Странный он был человек. Может быть, ему вредила склонность к философии. В молодости он был каким-то видным работником Коммунистического интернационала молодежи. А потом, говорят, у него были какие-то неприятности… Он был холостяк. О нем ходили разные сплетни о том, что его бросила жена, и все такое…
Меня это не интересовало.
Он дружил с молодежью, вечно к нему приходили какие-то студенты.

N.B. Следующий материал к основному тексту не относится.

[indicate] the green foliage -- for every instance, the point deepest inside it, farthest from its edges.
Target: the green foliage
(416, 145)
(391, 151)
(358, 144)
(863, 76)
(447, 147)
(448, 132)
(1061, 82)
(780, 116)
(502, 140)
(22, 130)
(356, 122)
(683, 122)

Он поражал меня тем, что никогда не отдыхал. Он, казалось, всегда был в каком-то напряжении, всегда о чем-то думал и был сосредоточен или что-то читал и делал пометки в книгах. Он таскал с собой огромные тома Маркса, Энгельса, Ленина, Сталина, энциклопедистов. Он все вычитывал и вычитывал что-то и обдумывал это, точно был не учитель старших классов средней школы, а какой-нибудь д’Аламбер и собирался переделать мироздание. А может, он вовсе и не собирался ничего переделывать. Просто он хотел что-то понять. Что-то понять. А что, я не знал. Может, сущность человека или человечества, а может, что-нибудь еще. А может, он и сам не знал, чего он хочет. Так ведь тоже бывает.